La original revolución catalana

En España, los estamentos oficiales, que no suelen ser los más avispados, lo consideran una cuestión de orden público. Nada de crisis constitucional o de los fundamentos de legitimidad del Estado. Desórdenes públicos que se tratarán por vía policial, judicial, represiva. Es lo que hicieron en el País Vasco y lo que pretenden hacer en Cataluña. Sólo que aquí hace falta un elemento esencial, presente en el País Vasco antes, la violencia. El mismo que ha faltado en el proceso del 1-O, por lo que se ha tratado de un juicio farsa.
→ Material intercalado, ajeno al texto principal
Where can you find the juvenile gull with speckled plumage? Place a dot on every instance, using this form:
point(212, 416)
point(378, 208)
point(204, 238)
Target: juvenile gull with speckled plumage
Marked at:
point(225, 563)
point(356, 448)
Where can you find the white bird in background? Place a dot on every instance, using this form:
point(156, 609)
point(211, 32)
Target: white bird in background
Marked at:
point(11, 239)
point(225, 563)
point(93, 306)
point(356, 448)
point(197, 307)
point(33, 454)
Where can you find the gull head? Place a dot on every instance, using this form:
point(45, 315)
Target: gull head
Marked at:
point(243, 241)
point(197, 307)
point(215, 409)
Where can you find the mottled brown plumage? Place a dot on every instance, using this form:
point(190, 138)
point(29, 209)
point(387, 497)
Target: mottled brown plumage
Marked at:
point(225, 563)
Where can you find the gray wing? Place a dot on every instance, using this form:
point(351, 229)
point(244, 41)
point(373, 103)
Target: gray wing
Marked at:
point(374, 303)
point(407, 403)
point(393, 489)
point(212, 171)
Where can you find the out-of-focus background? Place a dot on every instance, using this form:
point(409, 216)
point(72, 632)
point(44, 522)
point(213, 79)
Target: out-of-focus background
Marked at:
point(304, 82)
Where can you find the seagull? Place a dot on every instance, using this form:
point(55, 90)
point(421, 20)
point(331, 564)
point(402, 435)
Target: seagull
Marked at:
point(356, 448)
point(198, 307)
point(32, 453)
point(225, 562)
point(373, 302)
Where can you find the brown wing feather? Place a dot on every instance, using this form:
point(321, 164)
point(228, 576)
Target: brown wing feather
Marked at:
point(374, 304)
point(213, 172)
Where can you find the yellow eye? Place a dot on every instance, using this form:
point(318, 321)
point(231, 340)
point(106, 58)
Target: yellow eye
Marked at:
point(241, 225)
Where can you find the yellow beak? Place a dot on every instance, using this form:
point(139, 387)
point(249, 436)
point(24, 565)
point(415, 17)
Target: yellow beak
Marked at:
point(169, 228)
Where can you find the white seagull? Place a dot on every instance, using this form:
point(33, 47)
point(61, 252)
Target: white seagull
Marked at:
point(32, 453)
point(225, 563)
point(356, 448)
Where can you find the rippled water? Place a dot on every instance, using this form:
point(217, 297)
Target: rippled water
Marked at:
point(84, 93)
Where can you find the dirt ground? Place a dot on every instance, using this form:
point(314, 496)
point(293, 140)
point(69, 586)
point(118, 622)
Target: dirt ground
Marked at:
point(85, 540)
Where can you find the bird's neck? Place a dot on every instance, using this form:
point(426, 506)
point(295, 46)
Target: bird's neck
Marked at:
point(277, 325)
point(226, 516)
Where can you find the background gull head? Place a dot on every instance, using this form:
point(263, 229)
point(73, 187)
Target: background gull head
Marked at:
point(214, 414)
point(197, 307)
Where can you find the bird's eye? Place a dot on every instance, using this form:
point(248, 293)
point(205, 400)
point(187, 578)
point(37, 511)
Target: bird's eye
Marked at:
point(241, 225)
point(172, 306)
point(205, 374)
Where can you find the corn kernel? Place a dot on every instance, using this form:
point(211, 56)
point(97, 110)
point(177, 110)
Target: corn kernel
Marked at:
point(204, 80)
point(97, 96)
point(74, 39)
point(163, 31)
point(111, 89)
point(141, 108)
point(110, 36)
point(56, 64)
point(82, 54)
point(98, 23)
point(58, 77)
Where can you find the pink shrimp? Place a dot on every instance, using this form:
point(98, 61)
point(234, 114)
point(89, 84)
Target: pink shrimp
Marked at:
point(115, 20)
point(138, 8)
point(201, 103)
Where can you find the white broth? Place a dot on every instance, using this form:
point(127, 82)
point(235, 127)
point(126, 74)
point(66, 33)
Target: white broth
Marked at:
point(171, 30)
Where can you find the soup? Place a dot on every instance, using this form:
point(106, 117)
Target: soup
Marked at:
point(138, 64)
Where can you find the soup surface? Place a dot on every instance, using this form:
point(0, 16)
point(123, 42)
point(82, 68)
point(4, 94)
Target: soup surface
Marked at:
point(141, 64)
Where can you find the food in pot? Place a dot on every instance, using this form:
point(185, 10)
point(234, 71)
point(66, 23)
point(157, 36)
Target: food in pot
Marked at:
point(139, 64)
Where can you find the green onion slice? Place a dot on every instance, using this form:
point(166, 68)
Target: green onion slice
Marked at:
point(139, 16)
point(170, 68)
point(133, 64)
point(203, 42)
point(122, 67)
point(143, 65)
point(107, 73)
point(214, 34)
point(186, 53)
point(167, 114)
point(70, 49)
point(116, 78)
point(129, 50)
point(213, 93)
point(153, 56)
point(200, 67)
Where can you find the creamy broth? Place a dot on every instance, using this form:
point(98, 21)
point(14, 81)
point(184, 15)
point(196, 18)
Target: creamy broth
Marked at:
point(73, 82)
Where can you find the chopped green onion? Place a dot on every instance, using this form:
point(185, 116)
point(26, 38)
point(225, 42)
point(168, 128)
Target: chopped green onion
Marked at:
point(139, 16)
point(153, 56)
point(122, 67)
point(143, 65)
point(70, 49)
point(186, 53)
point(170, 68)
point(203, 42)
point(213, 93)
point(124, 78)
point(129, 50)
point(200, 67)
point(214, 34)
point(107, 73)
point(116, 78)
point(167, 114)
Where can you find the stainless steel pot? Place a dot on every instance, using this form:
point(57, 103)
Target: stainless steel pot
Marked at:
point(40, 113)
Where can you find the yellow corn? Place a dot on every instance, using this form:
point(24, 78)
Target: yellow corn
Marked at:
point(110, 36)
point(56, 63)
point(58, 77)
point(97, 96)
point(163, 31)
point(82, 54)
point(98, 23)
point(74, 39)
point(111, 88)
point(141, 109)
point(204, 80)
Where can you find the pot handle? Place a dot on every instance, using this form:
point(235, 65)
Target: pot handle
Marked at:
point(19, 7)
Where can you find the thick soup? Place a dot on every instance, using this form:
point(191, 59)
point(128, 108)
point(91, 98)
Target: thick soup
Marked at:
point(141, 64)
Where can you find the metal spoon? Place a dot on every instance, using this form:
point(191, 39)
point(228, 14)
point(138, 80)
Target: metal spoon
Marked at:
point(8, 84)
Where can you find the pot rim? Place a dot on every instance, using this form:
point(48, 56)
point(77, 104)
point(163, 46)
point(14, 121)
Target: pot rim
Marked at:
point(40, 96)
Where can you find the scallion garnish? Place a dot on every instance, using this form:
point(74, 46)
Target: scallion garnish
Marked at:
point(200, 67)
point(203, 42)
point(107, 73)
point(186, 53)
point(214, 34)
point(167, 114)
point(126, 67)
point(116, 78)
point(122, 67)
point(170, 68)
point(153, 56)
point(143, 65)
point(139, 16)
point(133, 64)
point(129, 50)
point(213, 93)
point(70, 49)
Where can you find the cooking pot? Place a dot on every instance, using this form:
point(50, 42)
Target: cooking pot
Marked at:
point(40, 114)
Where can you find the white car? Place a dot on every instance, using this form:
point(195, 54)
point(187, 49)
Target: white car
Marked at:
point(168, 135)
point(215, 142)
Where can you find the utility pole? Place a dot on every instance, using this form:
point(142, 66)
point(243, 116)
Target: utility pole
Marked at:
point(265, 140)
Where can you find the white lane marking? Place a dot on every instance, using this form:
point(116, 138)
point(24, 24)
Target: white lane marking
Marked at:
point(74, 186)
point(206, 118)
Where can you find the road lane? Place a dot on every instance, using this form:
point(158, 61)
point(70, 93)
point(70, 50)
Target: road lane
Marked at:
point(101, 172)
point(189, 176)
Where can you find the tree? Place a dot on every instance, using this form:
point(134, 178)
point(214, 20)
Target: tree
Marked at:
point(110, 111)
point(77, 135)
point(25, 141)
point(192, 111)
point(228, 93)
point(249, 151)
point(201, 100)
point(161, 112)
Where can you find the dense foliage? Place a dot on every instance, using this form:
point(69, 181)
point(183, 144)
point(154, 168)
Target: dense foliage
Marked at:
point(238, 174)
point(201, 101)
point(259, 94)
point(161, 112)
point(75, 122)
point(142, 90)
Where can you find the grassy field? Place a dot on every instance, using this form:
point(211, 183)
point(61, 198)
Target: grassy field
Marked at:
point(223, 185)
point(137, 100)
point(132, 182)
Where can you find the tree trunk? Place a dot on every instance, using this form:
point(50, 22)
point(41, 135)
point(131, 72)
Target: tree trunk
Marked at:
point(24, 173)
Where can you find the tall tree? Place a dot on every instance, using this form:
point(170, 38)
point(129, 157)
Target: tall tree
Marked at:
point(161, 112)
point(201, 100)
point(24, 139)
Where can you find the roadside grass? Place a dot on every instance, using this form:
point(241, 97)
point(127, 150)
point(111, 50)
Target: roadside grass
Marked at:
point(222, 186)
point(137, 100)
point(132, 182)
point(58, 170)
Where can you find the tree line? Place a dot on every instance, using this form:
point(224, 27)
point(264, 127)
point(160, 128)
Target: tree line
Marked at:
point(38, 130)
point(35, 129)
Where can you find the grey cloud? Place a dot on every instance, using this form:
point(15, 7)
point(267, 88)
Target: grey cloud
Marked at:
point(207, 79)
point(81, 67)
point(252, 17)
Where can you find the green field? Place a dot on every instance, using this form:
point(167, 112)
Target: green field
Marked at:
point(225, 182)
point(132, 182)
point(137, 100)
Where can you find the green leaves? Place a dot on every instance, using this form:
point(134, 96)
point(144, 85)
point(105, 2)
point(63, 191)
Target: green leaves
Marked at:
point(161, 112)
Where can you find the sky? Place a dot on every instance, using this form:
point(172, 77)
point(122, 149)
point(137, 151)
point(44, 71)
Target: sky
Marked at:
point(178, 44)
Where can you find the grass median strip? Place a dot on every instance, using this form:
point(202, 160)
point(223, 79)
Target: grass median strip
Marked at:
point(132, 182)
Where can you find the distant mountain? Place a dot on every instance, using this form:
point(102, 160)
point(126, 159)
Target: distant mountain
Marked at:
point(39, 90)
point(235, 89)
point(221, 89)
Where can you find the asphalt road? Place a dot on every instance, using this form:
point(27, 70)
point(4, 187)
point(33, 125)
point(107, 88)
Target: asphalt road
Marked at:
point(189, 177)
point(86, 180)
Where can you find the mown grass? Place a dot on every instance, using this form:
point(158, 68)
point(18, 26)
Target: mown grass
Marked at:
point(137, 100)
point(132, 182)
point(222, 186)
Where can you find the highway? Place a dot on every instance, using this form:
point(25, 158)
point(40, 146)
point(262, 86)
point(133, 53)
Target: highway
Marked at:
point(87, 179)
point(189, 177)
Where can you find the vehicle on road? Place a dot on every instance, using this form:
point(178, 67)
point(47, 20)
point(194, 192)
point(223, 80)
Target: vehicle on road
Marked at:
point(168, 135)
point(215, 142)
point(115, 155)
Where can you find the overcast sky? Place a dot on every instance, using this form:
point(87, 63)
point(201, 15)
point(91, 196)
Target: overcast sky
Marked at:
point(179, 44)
Si la violencia no aparece, se importa. Lo que los actos de resistencia y la movilización pacífica de la sociedad demuestran es que la única violencia en Cataluña viene en los furgones de la policía y las mesnadas de infiltrados de la Guardia Civil. Y no sólo se importa, sino que aparece ya calificada de terrorismo. Las arbitrarias detenciones de los miembros de los CDR previas a la sentencia son el comienzo de un relato fabuloso que trata de criminalizar el independentismo con la invención terrorista.

En Cataluña, el proceso se vive como una revolución y, como todas las revoluciones, no se parece a ninguna anterior. Tiene en común con éstas el hecho de cuestionar el principio de legitimidad del Estado. Cuestionar la forma monárquica, basada en el honor (ya ven ustedes), en favor de la república, basada en la virtud política, según Montesquieu. Y cuestionar también su integridad territorial.

A continuación tiene rasgos únicos, peculiares, que le dan varias facetas e interpretaciones, según quien las haga. Pero, se hagan como se hagan, se trata de una revolución; no de un problema de orden público. Y se aborda con criterios de legitimidad, no de legalidad; constitucionales, no administrativos; políticos, no policiales. Es una revolución prolongada que afecta a todo las cohortes de edad de la sociedad y un proyecto vital de las generaciones hoy presentes.

La principal peculiaridad de la revolución catalana, se dice, es su “transversalidad”. Este término tiene un campo semántico amplísimo porque pretende significar que en ésta, en la revolución, caben todos los catalanes. Es una revolución burguesa y también de las clases trabajadoras. Como revolución burguesa enarbola los principios de los derechos fundamentales de la ciudadanía, empezando por el de autodeterminación, en la estela de las revoluciones burguesas clásicas, la inglesa de 1689, la americana de 1776 y la francesa de 1789.

Pero también es una revolución popular, de clase, movida sobre todo por organizaciones de izquierda, como ERC, o más a la izquierda, como la CUP, en la estela de la revolución de 1848, la parisina de 1871 o las llamadas obreras del siglo XX. Las dos organizaciones de la izquierda catalana miran con desconfianza la aportación de la burguesía en el afán común.

Este afán común, la independencia, responde a un rasgo añadido de la revolución catalana: su carácter nacional. La transversalidad se sostiene en el amplio seno de la nación. Pero, a veces, el prurito izquierdista plantea crisis en el bloque independentista. Crisis que nunca irá lejos. A la revolución nacional clásica en el sentido del nacionalismo del siglo XIX, se une ahora la liberación nacional al estilo de la de los pueblos coloniales, en la que de nuevo está interesado el conjunto de la sociedad catalana, ya que la situación colonial perjudica a todas las clases.

Es, al mismo tiempo, una revolución digital, una revolución en el terreno de la ciberpolítica. El independentismo es sobre todo un movimiento en la red. Desde el 1-O hasta la acción del Tsunami Democrático, se ajusta a la definición del MHP Puigdemont: una revolución del siglo XXI.

Y es una revolución plural y abierta. Todas las organizaciones políticas y sociales que participan en ella tienen fuertes convicciones feministas, ecologistas y propósitos de articular comunidades regidas por métodos de democracia participativa, si no directamente asamblearia.

Pueden ser motivaciones utópicas, pero son, y cristalizan en el fin de la revolución: la independencia.